In Hereditary c’era un momento totalmente inaspettato che cambiava la visione che lo spettatore aveva del film e che metteva le basi su cosa sarebbe successo da lì in poi. In quel film il momento avveniva dopo mezz’ora, in questo dopo più di un’ora. Altro esempio di come Aster si prenda il suo tempo fregandosene del divertimento dello spettatore, che se voleva divertirsi avrebbe dovuto scegliere più attentamente il film da andare a vedere. Questo momento è la morte degli anziani, la prima scena realmente grottesca della pellicola e che dimostra le influenze del regista da parte di maestri dell’orrore come Craven o Hooper, ma anche da parte di maestri assoluti come Bergman o Polanski.
Gli avvenimenti del film inoltre definiscono ancora di più i personaggi che accompagnano la protagonista, che rivelano la loro vera natura man mano che la storia procede.
Io li vorrei distinguere in tre tipologie di personaggi: Christian, ovvero l’edonista, e i suoi amici Josh, il menefreghista, e Mark, l’ignorante.
L’edonista si mostrerà sempre più meschino e ogni azione che farà avrà come base il suo piacere personale e non quello delle altre persone.
Egli soffrirà più di tutti per le sue azioni, ma di questo parleremo dopo.
Il menefreghista dimostrerà sempre di più come non gli importa assolutamente nulla della cultura che lo circonda in questo villaggio e di come si interessi solamente per scrivere la propria tesi. Gli importa così poco della comunità da infrangere volutamente le regole che essa gli aveva imposto, sempre e solo per migliorare la propria tesina. Come se un buon voto all’universita valesse di più del rispetto verso delle persone che non hanno mai fatto nulla di male nei tuoi confronti. Come in Drag Me To Hell di Sam Raimi il limite non lo si varca non accettando la natura delle altre persone, ma mancando di rispetto al loro modo di essere.
Infine l’ignorante è il personaggio che mi ha divertito di più, in quanto è stato facilissimo notare il paragone con il pubblico che ha visto il film con me in sala.

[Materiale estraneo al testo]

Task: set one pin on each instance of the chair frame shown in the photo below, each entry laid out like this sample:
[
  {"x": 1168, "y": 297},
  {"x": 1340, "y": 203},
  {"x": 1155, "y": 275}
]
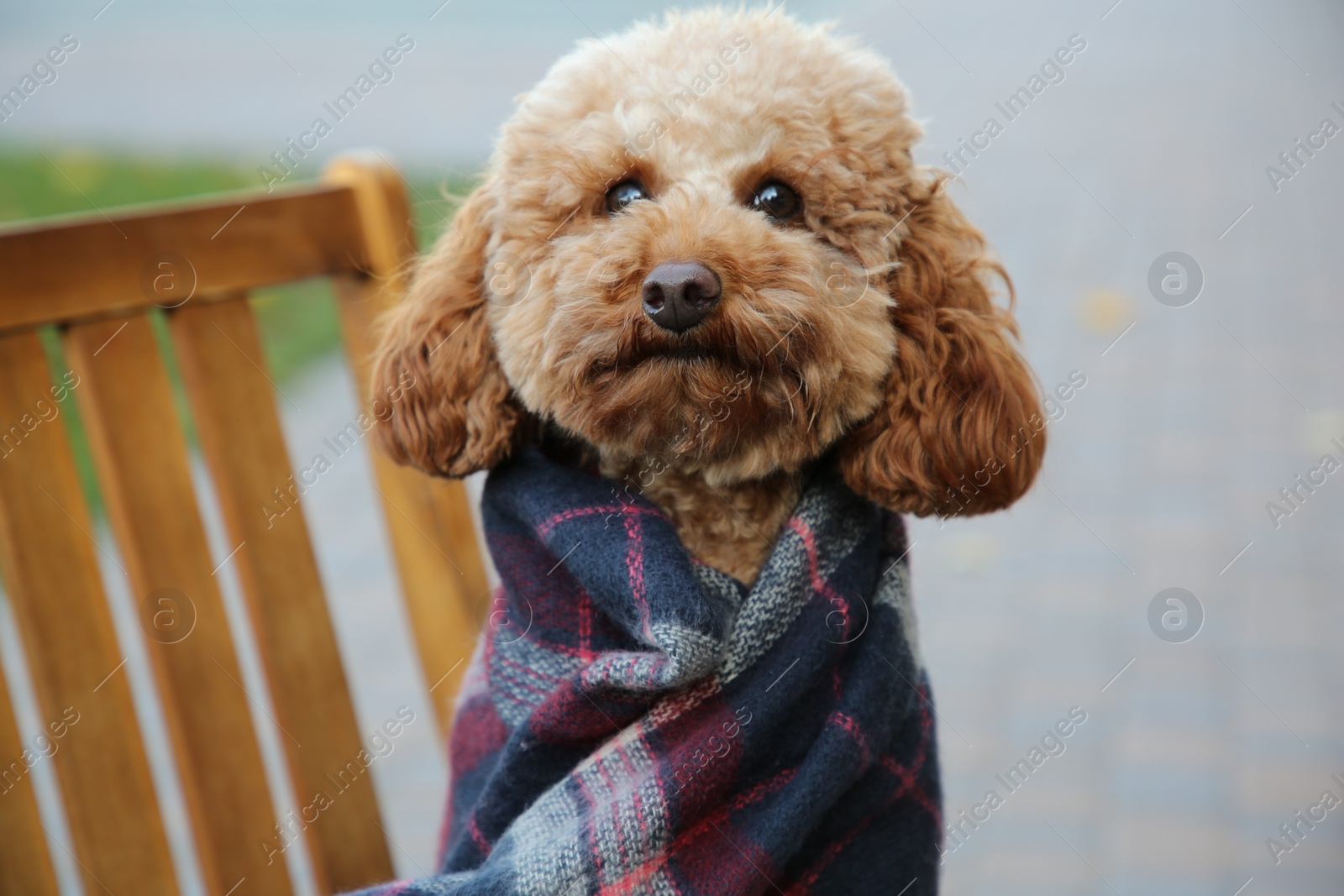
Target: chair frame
[{"x": 96, "y": 278}]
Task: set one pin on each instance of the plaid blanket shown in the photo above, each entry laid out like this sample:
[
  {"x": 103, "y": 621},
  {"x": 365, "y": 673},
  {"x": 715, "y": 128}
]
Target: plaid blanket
[{"x": 635, "y": 721}]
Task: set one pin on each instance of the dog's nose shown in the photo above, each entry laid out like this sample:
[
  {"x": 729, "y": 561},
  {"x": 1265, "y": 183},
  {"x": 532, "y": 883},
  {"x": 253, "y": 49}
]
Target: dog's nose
[{"x": 680, "y": 295}]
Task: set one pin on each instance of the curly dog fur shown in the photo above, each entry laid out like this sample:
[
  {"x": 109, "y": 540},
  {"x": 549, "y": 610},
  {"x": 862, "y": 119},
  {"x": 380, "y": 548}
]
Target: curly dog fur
[{"x": 862, "y": 333}]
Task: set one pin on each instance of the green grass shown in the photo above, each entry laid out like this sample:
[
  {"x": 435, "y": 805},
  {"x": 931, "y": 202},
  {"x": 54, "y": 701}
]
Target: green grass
[{"x": 299, "y": 322}]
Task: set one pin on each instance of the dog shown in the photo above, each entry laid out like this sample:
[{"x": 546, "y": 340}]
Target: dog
[{"x": 706, "y": 291}]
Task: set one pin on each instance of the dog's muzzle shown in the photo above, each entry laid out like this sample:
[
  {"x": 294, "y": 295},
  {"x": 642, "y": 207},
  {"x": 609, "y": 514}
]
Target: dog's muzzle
[{"x": 680, "y": 295}]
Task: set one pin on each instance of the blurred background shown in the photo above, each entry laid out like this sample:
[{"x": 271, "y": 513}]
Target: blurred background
[{"x": 1164, "y": 253}]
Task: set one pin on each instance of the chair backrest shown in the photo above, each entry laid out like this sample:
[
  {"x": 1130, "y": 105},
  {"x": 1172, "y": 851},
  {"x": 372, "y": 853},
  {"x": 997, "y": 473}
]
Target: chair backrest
[{"x": 97, "y": 278}]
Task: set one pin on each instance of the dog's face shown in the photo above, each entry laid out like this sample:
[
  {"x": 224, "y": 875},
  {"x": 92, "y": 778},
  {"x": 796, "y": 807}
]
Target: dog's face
[{"x": 707, "y": 241}]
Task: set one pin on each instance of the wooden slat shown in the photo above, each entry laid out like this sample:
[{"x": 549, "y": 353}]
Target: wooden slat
[
  {"x": 93, "y": 266},
  {"x": 221, "y": 356},
  {"x": 429, "y": 520},
  {"x": 141, "y": 458},
  {"x": 24, "y": 862},
  {"x": 51, "y": 574}
]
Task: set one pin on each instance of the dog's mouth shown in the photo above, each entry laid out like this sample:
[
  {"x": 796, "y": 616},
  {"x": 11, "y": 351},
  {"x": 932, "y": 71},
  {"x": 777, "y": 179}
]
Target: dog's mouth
[{"x": 682, "y": 354}]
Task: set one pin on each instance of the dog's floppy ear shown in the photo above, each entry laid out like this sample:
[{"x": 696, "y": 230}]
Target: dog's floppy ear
[
  {"x": 960, "y": 429},
  {"x": 456, "y": 412}
]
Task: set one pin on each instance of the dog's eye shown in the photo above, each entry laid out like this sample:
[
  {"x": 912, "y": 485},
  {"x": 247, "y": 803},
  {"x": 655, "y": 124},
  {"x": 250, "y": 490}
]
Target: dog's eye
[
  {"x": 624, "y": 194},
  {"x": 777, "y": 201}
]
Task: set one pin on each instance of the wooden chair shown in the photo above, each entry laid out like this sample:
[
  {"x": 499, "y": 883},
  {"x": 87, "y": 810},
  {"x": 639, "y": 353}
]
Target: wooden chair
[{"x": 96, "y": 278}]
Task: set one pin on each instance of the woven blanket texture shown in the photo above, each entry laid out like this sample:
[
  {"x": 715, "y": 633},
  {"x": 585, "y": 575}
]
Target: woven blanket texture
[{"x": 635, "y": 721}]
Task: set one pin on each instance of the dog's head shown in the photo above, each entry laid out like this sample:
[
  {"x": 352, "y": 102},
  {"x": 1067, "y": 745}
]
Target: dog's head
[{"x": 707, "y": 241}]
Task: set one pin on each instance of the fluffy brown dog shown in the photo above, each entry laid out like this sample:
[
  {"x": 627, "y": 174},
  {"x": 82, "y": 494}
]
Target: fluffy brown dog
[{"x": 705, "y": 259}]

L’ignorante è un personaggio con una mentalità totalmente chiusa, che ride davanti a qualsiasi stranezza compiuta dalla comunità e che manca di rispetto in ogni modo possibile o immaginabile ad essa. Esattamente come il pubblico che avevo in sala, che ha passato tutto il film a chiaccherare e a ridere davanti a qualsiasi cosa apparisse sullo schermo, rovinando la visione a chi non riusciva a far finta che non esistessero. In una delle scene più importanti del film l’ignorante urinerà su un albero Sacro dove vengono sparse le ceneri dei defunti e dopo essere stato giustamente insultato da un popolano, si difenderà pure dicendo che tanto era solo un albero.

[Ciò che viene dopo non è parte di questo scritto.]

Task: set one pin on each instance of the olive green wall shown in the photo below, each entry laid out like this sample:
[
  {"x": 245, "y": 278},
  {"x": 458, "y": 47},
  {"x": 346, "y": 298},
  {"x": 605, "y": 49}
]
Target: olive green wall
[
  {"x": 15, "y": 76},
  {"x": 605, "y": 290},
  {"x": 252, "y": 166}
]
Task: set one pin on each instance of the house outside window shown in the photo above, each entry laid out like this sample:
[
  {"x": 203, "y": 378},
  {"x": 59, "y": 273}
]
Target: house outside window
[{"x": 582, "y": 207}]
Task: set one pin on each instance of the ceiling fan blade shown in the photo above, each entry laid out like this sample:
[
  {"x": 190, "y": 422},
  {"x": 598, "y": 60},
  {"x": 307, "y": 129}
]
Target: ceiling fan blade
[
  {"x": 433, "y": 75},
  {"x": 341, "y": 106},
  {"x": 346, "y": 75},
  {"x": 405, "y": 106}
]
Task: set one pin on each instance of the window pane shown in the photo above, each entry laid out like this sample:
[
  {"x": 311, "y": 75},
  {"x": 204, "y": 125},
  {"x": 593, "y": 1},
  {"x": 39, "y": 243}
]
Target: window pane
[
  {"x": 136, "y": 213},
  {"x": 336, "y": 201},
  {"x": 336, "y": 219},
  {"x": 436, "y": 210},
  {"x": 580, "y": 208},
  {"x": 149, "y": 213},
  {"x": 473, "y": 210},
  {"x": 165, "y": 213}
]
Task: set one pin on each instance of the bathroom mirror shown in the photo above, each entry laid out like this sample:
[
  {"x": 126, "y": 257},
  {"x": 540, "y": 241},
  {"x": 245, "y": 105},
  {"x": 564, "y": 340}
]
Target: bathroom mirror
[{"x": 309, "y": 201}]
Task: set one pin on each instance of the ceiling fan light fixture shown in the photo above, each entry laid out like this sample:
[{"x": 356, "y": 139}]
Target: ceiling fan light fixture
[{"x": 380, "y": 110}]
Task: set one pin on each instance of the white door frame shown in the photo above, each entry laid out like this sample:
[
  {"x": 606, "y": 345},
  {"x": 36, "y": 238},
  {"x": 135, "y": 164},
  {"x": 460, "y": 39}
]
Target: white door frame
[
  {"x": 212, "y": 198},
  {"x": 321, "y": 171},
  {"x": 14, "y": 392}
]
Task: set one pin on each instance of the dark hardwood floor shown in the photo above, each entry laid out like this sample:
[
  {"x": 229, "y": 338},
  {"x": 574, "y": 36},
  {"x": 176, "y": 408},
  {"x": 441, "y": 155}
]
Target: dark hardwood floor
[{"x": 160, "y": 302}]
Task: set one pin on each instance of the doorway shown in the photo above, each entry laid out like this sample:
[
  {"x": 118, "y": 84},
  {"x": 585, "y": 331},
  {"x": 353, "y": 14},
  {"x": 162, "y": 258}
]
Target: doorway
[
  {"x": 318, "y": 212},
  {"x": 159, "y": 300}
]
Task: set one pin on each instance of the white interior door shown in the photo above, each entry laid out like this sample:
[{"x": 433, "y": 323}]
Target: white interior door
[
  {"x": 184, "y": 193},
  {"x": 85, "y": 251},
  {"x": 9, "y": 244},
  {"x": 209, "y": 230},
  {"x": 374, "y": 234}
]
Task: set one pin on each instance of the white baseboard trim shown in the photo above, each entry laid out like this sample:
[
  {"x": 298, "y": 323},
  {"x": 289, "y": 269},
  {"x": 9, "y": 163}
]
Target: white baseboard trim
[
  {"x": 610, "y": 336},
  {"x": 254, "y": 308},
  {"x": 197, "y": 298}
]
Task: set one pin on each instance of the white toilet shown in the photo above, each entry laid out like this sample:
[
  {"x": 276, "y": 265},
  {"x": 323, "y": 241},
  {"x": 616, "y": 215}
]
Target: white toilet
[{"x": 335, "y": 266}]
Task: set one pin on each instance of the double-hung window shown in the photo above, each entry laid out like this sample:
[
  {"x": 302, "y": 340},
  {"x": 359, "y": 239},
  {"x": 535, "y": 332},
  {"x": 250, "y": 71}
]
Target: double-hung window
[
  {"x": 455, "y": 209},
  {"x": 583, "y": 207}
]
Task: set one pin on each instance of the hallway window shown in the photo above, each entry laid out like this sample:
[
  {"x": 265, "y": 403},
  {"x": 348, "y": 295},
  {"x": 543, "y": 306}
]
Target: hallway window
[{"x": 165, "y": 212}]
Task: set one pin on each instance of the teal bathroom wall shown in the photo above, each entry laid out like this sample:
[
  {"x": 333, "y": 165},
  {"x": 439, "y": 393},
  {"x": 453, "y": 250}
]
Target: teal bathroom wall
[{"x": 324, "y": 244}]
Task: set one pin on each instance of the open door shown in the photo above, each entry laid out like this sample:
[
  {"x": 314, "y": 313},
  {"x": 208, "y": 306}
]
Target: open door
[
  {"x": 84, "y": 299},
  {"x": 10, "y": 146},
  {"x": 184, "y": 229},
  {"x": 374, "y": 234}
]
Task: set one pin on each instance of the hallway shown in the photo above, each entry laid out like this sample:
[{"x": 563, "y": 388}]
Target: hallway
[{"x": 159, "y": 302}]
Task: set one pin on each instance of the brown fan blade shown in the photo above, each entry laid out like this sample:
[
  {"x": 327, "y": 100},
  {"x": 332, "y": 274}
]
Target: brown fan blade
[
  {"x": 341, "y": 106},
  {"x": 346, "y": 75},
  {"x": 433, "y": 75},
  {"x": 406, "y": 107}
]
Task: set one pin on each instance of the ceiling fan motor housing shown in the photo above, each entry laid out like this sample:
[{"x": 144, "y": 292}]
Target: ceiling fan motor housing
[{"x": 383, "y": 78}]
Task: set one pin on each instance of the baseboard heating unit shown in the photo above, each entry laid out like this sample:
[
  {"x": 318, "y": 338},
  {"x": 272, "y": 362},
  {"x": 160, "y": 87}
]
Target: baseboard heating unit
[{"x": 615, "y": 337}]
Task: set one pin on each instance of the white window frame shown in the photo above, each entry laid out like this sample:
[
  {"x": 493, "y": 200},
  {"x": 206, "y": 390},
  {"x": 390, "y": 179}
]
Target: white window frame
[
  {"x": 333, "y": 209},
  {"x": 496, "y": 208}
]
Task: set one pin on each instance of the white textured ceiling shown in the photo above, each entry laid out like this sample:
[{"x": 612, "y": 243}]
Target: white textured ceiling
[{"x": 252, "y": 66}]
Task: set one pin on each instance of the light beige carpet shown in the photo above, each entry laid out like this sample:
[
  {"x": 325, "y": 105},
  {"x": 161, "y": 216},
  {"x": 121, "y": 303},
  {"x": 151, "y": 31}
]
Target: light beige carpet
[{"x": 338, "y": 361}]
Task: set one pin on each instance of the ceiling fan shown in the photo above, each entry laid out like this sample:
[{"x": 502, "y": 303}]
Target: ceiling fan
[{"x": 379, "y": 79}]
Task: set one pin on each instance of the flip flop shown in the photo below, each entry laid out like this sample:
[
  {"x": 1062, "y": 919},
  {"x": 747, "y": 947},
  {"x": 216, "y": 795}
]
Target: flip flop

Per te forse era solo un albero, ma non per quelle persone.
Inoltre sono convinto che quelle stesse persone che in sala ridevano davanti alle stranezze di una cultura che non conoscevano, probabilmente avrebbero dato ragione all’ignorante.
Il personaggio inoltre è importante per quanto riguarda un altro aspetto fondamentale del film: l’incontro con una nuova cultura diversa dalla nostra. Mentre l’atteggiamento irrispettoso e indegno degli altri personaggi non farà altro che portare conseguenze negative all’interno del film, tra cui la punizione che si meritano per i loro peccati, l’atteggiamento libero e aperto di Dani non farà altro che farla integrare sempre di più con il villaggio.
Come per dire che accogliere le culture diverse dalla nostra a braccia aperte porterà solo arricchimento per le nostre menti e per i nostri cuori.
Il momento del suicidio degli anziani per gli altri personaggi è stato il momento dove si sono completamente distaccati dalla loro cultura e dove hanno cominciato a vederli come pazzi senza cervello; invece per Dani è stato il momento in cui ha capito che forse era questo di cui aveva veramente bisogno per superare tutti gli ostacoli che le si erano parati di fronte negli ultimi mesi.
Da qui in poi il film cede alla follia più completa e in modo molto simile a quanto fatto dal film Madre!, diventa un concentrato di scene al limite del grottesco e del surreale.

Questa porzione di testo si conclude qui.